Going ahead with the ‘spirit’ of the umpteenth lockdown, here is a super quick(ie) pasta dish that may not cut its teeth with the Italians, but at least it tries to appease. And it is one super-filling recipe.
Chop of lots of tomatoes. Thankfully, I had my 8-year-old sous chef helping me. Then peel and thinly slice about 5-6 cloves of garlic. I love garlic in my food, so no crimping on in this one. Then thinly slice up a medium red onion. This is the part that might get one banished from Italy, but what-the-hell, they’ll come around. I had no basil leaves on me, so went with basil flakes. In case you grow your own basil, roughly tear up about 7-8 leaves. Right, so prep is basically done.
Take a sauce pan and place a packet of good spaghetti in the middle. The word ‘good’ has been deliberately thrown in here, since there are a lot of sub-standard spaghetti masquerading as good-spaghetti. Go with a trusted brand.

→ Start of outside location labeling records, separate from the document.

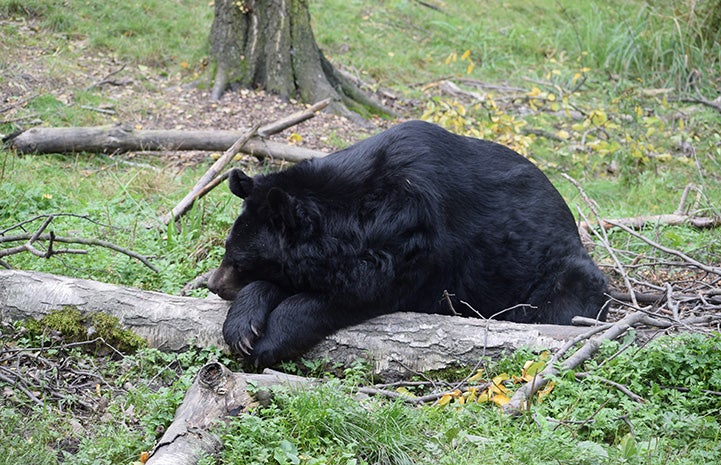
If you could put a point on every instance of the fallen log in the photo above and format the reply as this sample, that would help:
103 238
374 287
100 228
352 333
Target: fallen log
215 395
123 138
396 344
671 219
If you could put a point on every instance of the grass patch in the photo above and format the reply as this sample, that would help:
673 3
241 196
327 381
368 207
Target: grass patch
594 76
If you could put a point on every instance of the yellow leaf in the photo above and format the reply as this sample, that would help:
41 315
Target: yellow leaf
445 400
403 390
531 368
535 92
501 399
476 377
546 390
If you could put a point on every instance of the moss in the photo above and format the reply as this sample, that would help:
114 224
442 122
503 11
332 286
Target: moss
73 326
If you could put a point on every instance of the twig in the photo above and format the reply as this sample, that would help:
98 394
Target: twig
187 203
621 387
681 255
106 79
520 398
604 240
208 180
67 240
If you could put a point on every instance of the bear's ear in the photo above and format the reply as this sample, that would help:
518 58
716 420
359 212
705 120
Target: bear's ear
240 183
283 213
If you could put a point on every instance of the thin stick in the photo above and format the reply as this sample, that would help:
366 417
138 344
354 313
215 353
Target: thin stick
207 181
604 239
187 203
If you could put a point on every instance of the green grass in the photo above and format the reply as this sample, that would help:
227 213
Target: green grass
634 150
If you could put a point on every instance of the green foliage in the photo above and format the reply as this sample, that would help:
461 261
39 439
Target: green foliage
151 32
326 425
600 80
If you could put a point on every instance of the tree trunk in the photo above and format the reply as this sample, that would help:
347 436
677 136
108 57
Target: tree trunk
397 344
269 44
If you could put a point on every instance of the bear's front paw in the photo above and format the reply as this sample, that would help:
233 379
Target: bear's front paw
242 329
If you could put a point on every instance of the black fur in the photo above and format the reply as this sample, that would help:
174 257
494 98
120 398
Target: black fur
390 224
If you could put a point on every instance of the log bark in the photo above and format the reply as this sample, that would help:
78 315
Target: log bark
396 344
215 395
121 138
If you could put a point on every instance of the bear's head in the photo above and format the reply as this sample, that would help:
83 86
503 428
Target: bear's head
271 221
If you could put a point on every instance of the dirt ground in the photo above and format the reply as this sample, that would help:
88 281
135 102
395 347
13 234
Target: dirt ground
149 98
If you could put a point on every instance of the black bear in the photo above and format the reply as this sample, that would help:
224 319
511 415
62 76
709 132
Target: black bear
412 219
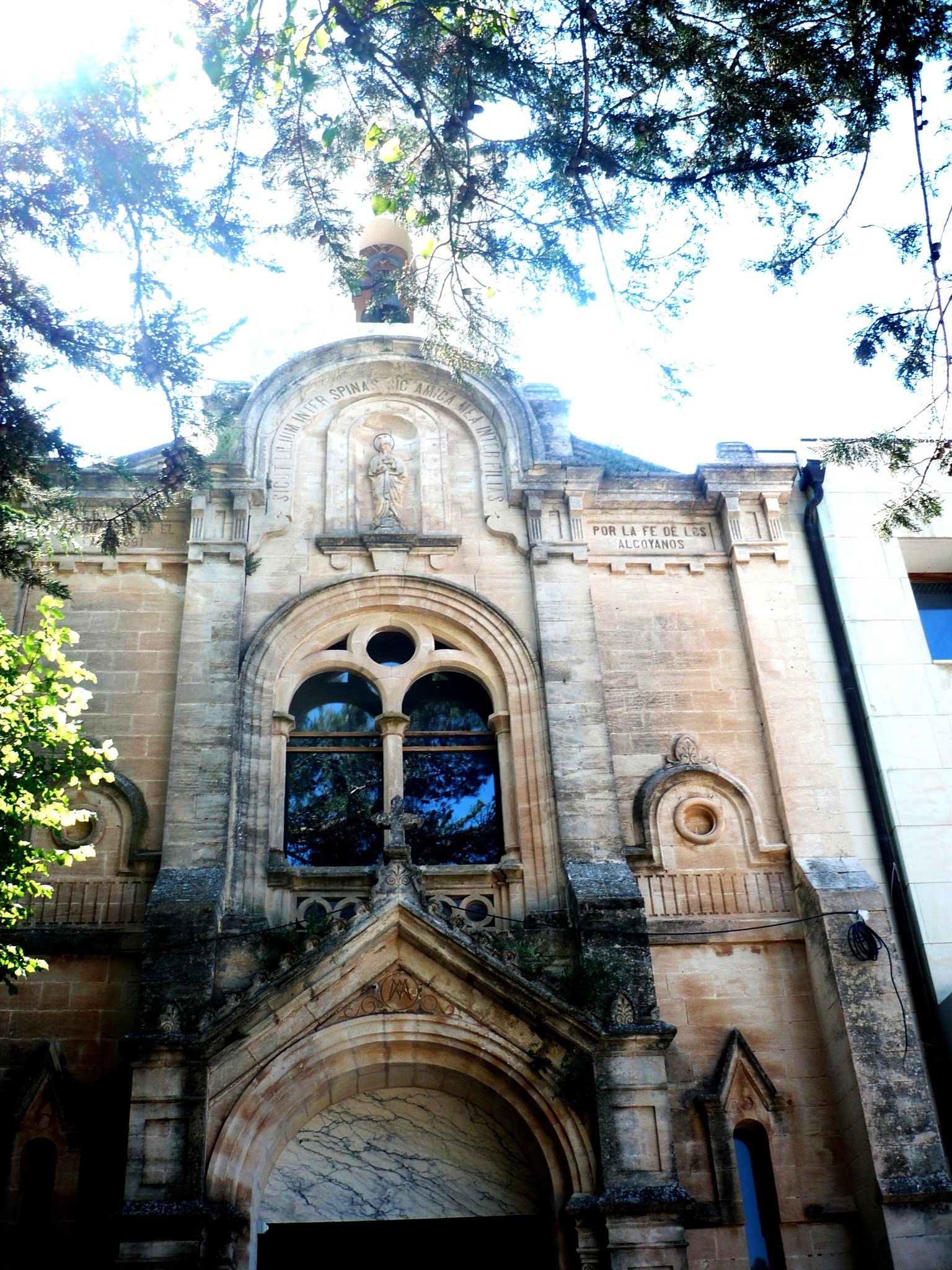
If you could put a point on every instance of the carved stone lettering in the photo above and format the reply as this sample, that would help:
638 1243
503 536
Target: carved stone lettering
654 538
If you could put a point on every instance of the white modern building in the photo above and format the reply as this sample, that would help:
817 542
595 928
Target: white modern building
890 611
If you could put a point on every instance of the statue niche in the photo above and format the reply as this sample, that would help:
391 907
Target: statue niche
387 478
385 468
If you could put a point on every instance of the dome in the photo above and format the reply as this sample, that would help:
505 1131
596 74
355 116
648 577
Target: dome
385 231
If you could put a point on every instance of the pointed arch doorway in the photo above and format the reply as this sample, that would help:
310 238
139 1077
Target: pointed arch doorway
409 1174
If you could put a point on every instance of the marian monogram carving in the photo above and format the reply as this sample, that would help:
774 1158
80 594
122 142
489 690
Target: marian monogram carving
397 992
387 478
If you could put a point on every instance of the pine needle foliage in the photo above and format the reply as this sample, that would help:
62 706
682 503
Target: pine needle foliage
81 166
505 131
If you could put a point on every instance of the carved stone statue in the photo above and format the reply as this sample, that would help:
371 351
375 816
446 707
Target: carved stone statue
387 478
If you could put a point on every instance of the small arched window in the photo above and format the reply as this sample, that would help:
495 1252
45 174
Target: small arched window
762 1219
334 784
37 1184
451 773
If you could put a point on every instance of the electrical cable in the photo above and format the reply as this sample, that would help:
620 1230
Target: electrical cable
865 944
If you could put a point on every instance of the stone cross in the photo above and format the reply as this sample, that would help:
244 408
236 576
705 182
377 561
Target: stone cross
397 821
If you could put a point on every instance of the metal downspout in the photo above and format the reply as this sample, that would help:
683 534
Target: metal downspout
937 1060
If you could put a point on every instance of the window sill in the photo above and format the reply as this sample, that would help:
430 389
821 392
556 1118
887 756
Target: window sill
356 878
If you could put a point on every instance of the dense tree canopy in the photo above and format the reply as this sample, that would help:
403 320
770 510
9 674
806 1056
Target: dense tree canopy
506 131
81 163
507 134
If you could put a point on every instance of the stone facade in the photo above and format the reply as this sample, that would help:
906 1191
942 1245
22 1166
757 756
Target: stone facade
576 1029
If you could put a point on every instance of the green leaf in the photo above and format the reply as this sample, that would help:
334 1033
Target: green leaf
390 151
214 66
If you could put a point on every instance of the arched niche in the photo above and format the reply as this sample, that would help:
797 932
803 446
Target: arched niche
395 1052
420 446
298 642
371 370
116 830
696 815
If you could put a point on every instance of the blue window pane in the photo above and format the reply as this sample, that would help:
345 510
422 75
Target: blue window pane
757 1244
332 801
935 601
455 793
762 1223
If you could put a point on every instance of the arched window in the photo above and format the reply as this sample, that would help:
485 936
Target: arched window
334 784
762 1219
37 1184
451 773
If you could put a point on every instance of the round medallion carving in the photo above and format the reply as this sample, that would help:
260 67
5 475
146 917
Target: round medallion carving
699 821
83 831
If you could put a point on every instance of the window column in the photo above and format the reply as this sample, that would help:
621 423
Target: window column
391 727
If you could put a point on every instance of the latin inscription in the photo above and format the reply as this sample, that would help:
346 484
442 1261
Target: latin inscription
491 458
690 538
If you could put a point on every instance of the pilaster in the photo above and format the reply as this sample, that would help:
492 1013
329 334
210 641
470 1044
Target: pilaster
805 779
587 802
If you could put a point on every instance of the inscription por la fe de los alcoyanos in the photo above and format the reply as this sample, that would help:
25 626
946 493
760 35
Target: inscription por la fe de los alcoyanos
684 538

Anyways, place tomatoes on two diagonal sides; do the same with the onions and garlic. Chuck in the basil leaves. I dusted in some flakes, a generous pinch of salt, pepper, a handsome glug of olive oil and put the pan on heat. then, add in hot water in the saucepan enough to submerge most of the ingredients. And, we’re done! I mean, you have to cover the pot, stir the ingredients every 2-3 minutes and check for the spaghetti to be done. Also, this is where I figured, I shouldn’t have used the entire packet of spaghetti and it was too late to add in more tomatoes, garlic and onions. Note to self.
Right! When the pot is done, plate up your spaghetti that is smelling delicious right now with the soft onions, tomatoes, garlic and basil. Grate some cheese on top. I would have liked some hard cheese, but didn’t have any. Whatever I have is whatever I shall use. A touch of olive oil, a little dust of basil flakes and… dinner is served.